Gaussian Blobs of Varying numbers of samples, centers and features

Citation Author(s):
Sadiksha
Sharma
Submitted by:
Sadiksha sharma
Last updated:
Fri, 10/09/2020 - 02:08
DOI:
10.21227/gzrx-1t37
Data Format:
License:
0
0 ratings - Please login to submit your rating.

Abstract 

The dataset has Gaussian Blobs of varying samples, centers and features.  The number of samples ranges from 500 to 50,000. Similarly, the number of centers varies from 2 to 100, while the number of features varies from 2 to 2048. These different sets of Gaussian blobs can be used for testing clustering algorithms for their scalability and effectiveness. There are two kinds of files inside the compressed sets. Files ending with "_X.csv" consist of datapoints, while the files ending with "_y.csv" represent respective class data.

The filename of each gaussian blob inside compressed sets gives a sketch of the blob. For example, the file "s50000_c50_f2048_X.csv" contains 50,000 samples of data that have 2048 dimensions (features) with 50 centers, and the file "s50000_c50_f2048_y.csv" is the associated class data of the file "s50000_c50_f2048_X.csv". The blob files are organized based on their number of samples.

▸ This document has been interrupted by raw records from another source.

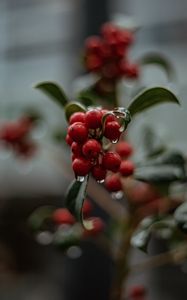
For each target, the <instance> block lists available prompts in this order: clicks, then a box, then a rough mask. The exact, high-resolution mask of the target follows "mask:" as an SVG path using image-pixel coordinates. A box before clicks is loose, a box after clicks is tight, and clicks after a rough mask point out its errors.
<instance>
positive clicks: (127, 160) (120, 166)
mask: <svg viewBox="0 0 187 300" xmlns="http://www.w3.org/2000/svg"><path fill="white" fill-rule="evenodd" d="M119 171H120V173H121V175H122V176H130V175H132V174H133V173H134V163H133V162H132V161H130V160H124V161H122V163H121V165H120V169H119Z"/></svg>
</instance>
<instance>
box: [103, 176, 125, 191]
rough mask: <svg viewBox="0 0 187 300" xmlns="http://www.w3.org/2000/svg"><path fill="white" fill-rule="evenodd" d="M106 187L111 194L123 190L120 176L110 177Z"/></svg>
mask: <svg viewBox="0 0 187 300" xmlns="http://www.w3.org/2000/svg"><path fill="white" fill-rule="evenodd" d="M105 186H106V188H107V190H108V191H110V192H119V191H121V189H122V184H121V180H120V176H119V175H118V174H113V175H109V176H107V177H106V179H105Z"/></svg>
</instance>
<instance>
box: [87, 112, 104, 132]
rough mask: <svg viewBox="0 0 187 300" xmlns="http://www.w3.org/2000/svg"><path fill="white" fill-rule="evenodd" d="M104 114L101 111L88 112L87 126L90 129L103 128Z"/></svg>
mask: <svg viewBox="0 0 187 300" xmlns="http://www.w3.org/2000/svg"><path fill="white" fill-rule="evenodd" d="M102 116H103V115H102V112H101V110H99V109H92V110H89V111H87V112H86V125H87V127H88V128H90V129H97V128H100V127H101V122H102Z"/></svg>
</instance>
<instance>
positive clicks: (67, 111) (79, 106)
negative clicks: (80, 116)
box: [64, 102, 86, 121]
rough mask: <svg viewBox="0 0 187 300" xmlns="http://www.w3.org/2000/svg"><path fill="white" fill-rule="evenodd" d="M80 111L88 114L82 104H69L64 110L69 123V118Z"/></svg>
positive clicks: (75, 103) (64, 111)
mask: <svg viewBox="0 0 187 300" xmlns="http://www.w3.org/2000/svg"><path fill="white" fill-rule="evenodd" d="M78 111H81V112H86V108H85V106H83V105H82V104H80V103H78V102H70V103H68V104H67V105H66V106H65V108H64V112H65V116H66V120H67V121H69V118H70V117H71V115H72V114H74V113H75V112H78Z"/></svg>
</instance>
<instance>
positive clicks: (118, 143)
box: [115, 141, 133, 158]
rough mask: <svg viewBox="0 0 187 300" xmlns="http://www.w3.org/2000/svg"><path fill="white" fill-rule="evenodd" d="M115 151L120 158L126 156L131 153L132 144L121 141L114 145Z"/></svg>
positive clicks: (127, 157) (131, 151)
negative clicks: (131, 145) (115, 151)
mask: <svg viewBox="0 0 187 300" xmlns="http://www.w3.org/2000/svg"><path fill="white" fill-rule="evenodd" d="M115 151H116V152H117V153H118V154H119V155H120V156H121V157H122V158H128V157H129V156H130V155H132V153H133V148H132V146H131V145H130V144H129V143H127V142H125V141H123V142H119V143H118V144H117V145H116V148H115Z"/></svg>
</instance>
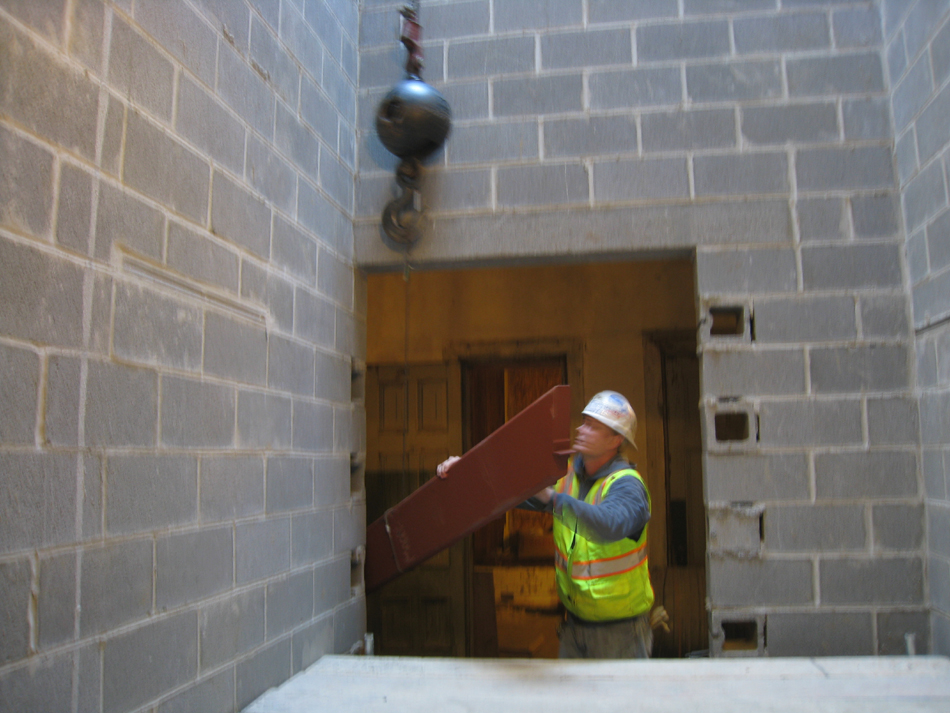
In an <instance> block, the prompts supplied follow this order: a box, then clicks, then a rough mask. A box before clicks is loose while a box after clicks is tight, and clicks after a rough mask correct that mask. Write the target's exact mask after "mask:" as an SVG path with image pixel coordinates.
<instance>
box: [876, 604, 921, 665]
mask: <svg viewBox="0 0 950 713" xmlns="http://www.w3.org/2000/svg"><path fill="white" fill-rule="evenodd" d="M908 634H909V635H911V636H912V641H913V642H914V650H915V651H916V652H917V653H921V652H922V651H925V650H926V647H927V642H928V641H930V615H929V614H928V612H926V611H917V612H889V613H884V612H881V613H879V614H878V615H877V652H876V653H877V655H878V656H902V655H909V654H910V652H909V651H908V648H907V647H908V641H907V636H908Z"/></svg>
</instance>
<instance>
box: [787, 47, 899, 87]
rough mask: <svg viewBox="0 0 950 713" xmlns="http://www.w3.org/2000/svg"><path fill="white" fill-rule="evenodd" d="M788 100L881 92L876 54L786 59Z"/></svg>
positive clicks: (859, 54)
mask: <svg viewBox="0 0 950 713" xmlns="http://www.w3.org/2000/svg"><path fill="white" fill-rule="evenodd" d="M785 72H786V75H787V77H788V93H789V96H791V97H800V96H822V95H834V94H869V93H872V92H883V91H884V89H885V87H884V69H883V67H882V66H881V56H880V55H879V54H878V53H877V52H871V53H861V54H847V55H837V56H836V55H832V56H828V57H808V58H803V59H789V60H788V62H787V63H786V65H785Z"/></svg>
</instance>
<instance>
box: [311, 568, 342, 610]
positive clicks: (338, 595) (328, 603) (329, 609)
mask: <svg viewBox="0 0 950 713" xmlns="http://www.w3.org/2000/svg"><path fill="white" fill-rule="evenodd" d="M313 588H314V597H313V611H314V614H315V615H316V616H319V615H320V614H321V613H323V612H327V611H330V610H331V609H333V608H335V607H336V606H338V605H340V604H342V603H343V602H345V601H346V600H347V599H349V596H350V558H349V554H347V555H346V556H345V557H340V558H337V559H335V560H333V561H332V562H328V563H327V564H324V565H320V566H319V567H317V568H316V569H315V570H314V572H313Z"/></svg>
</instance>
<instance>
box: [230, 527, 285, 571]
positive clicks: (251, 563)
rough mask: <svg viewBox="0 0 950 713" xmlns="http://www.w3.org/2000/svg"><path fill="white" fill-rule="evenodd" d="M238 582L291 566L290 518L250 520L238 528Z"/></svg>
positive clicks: (235, 567) (236, 569) (234, 548)
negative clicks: (260, 519)
mask: <svg viewBox="0 0 950 713" xmlns="http://www.w3.org/2000/svg"><path fill="white" fill-rule="evenodd" d="M234 554H235V558H236V559H235V567H234V571H235V582H236V583H237V584H239V585H241V584H247V583H249V582H253V581H256V580H259V579H264V578H265V577H272V576H274V575H277V574H280V573H281V572H284V571H286V570H288V569H289V568H290V518H289V517H281V518H273V519H270V520H262V521H259V522H248V523H243V524H239V525H236V526H235V528H234Z"/></svg>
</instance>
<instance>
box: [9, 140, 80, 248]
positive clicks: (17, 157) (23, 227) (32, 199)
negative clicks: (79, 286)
mask: <svg viewBox="0 0 950 713" xmlns="http://www.w3.org/2000/svg"><path fill="white" fill-rule="evenodd" d="M0 152H2V153H3V156H4V160H3V163H2V164H0V225H4V226H7V227H12V228H15V229H18V230H23V231H26V232H28V233H31V234H32V235H35V236H39V237H43V236H45V235H46V234H47V231H48V230H49V226H50V223H51V215H52V213H51V203H52V200H51V197H52V191H53V187H52V183H53V157H52V155H50V154H49V153H48V152H47V151H46V150H44V149H42V148H40V147H39V146H36V145H35V144H32V143H30V142H28V141H25V140H23V139H21V138H20V137H18V136H16V135H15V134H13V133H11V132H9V131H6V130H5V129H4V128H3V127H0ZM70 168H71V167H70V166H69V164H64V165H63V169H64V172H63V179H62V183H61V185H62V188H61V191H65V193H64V194H62V195H61V198H60V202H61V203H62V202H63V201H64V200H65V201H67V202H71V201H76V202H78V203H80V205H77V206H76V207H77V208H80V209H81V196H77V195H76V193H77V192H78V191H81V186H79V185H76V182H77V179H78V178H80V176H77V177H72V176H71V175H70V174H69V173H68V171H69V170H70ZM73 171H74V172H75V173H78V171H77V170H75V169H73ZM70 178H73V180H72V181H70ZM70 189H72V190H70ZM81 222H82V216H81V215H77V216H75V220H74V223H75V224H74V223H66V224H65V225H64V226H63V228H62V230H63V232H64V233H65V235H64V238H58V239H59V241H60V242H64V244H66V245H69V246H70V247H73V245H72V244H71V241H70V238H71V237H73V236H72V235H71V234H72V233H75V232H76V231H77V230H80V229H81ZM85 227H86V233H87V239H88V232H89V220H88V213H87V217H86V226H85ZM80 238H81V236H80ZM72 242H77V241H76V240H73V241H72Z"/></svg>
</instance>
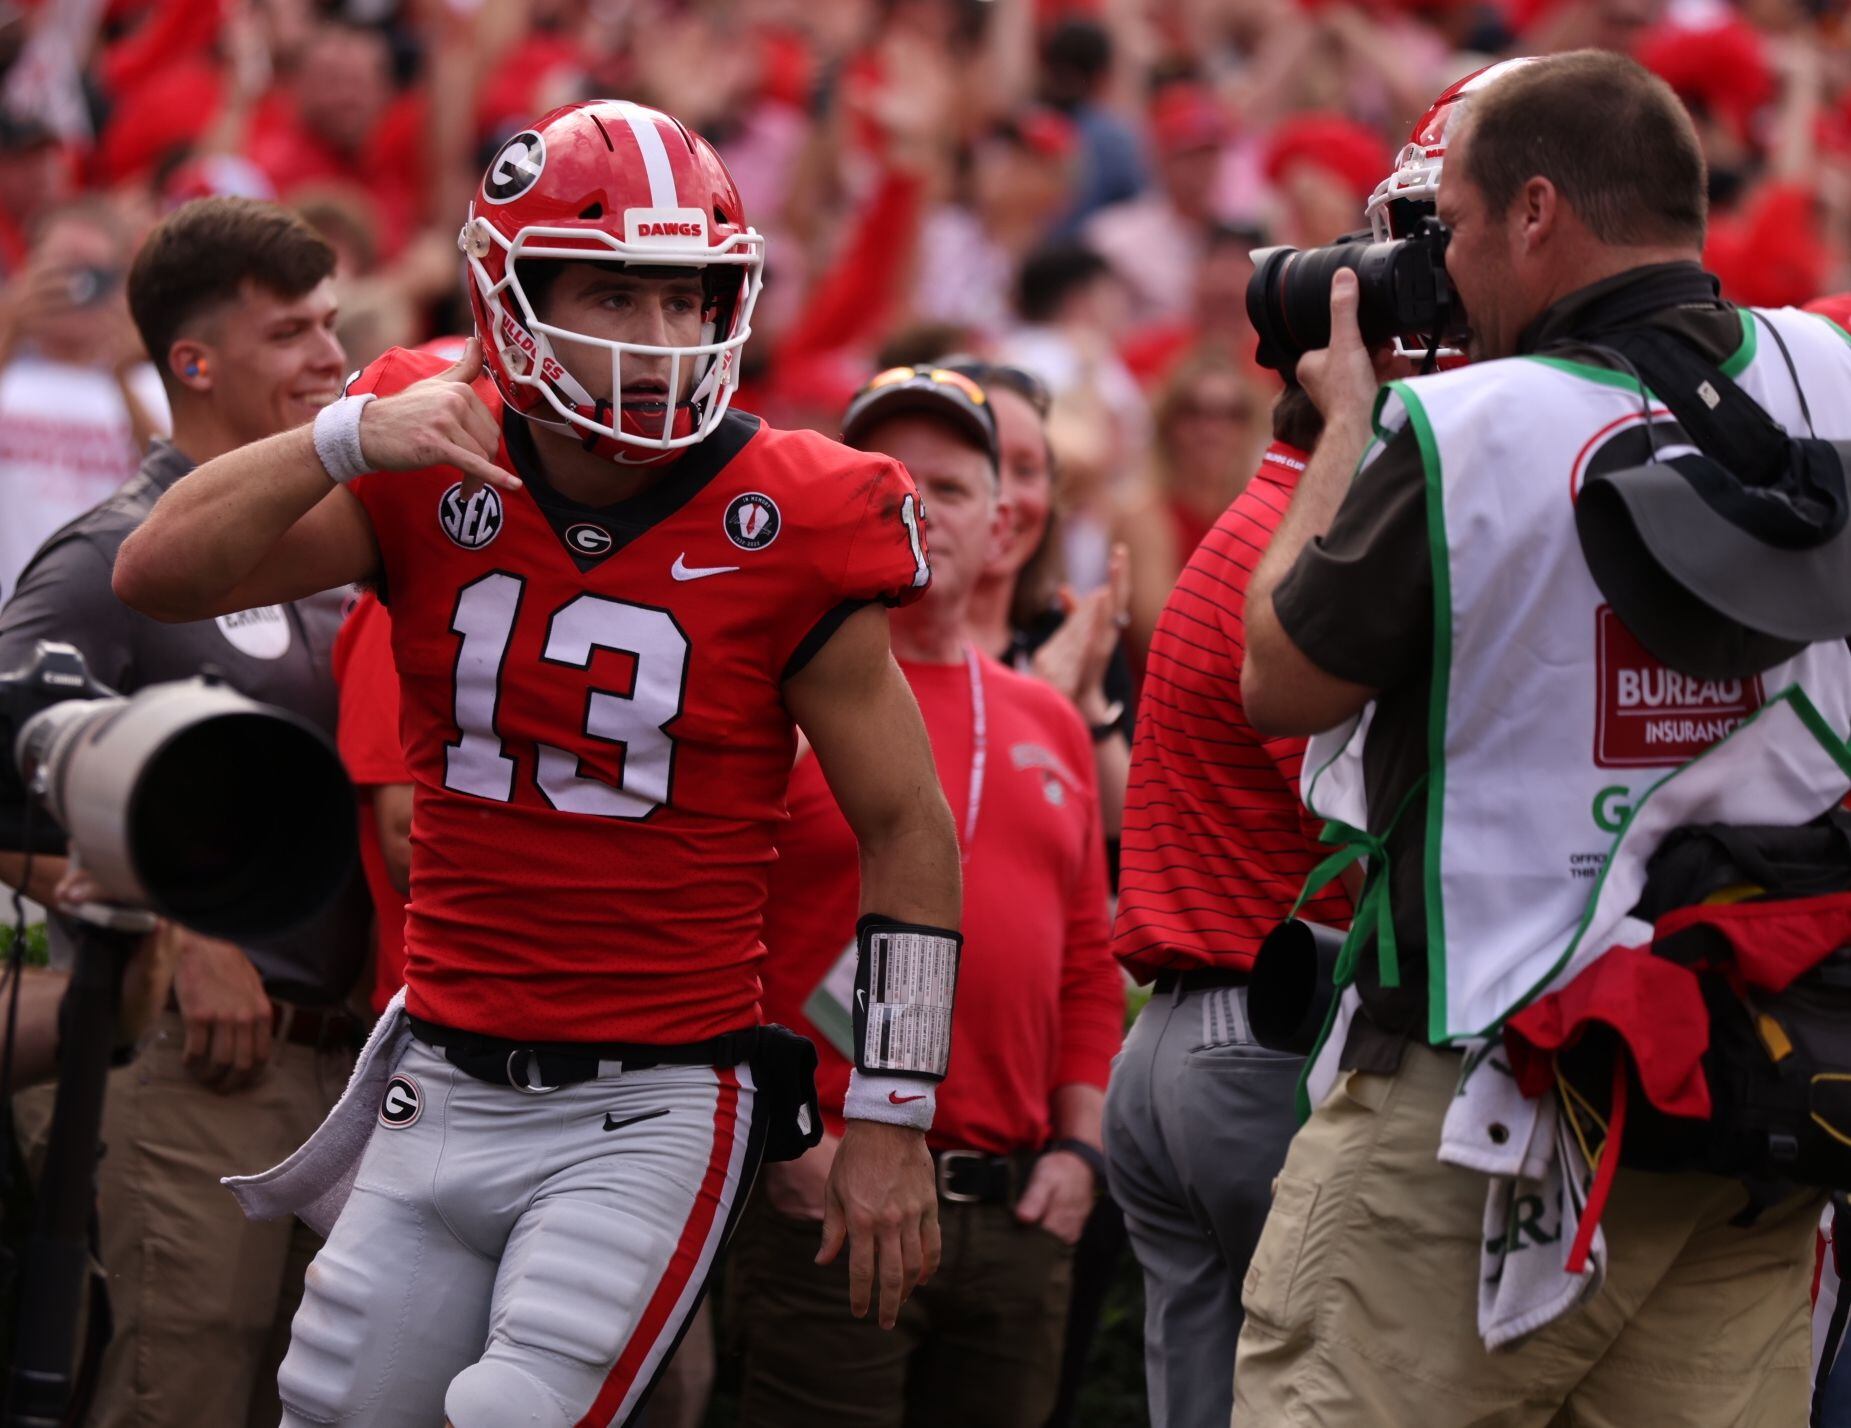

For example, the compressed file "10,000 datapoints set.zip" contains a collection of Gaussian blobs with 10,000 samples of data with a varying number of centers and features. The documentation section has PDF documents that provide lists of files inside each compressed file.

Instructions: 

Please go through the documentation files (PDFs) before downloading the compressed zips. The PDFs contain lists of files that are within each compressed file.

The datapoints have real numbers up to 15 decimal places. The algorithm might converge, taking a long time because of such decimal precision. So if you need to round off the numbers, you can do that through DataFrameName.round(decimals=decimal_place).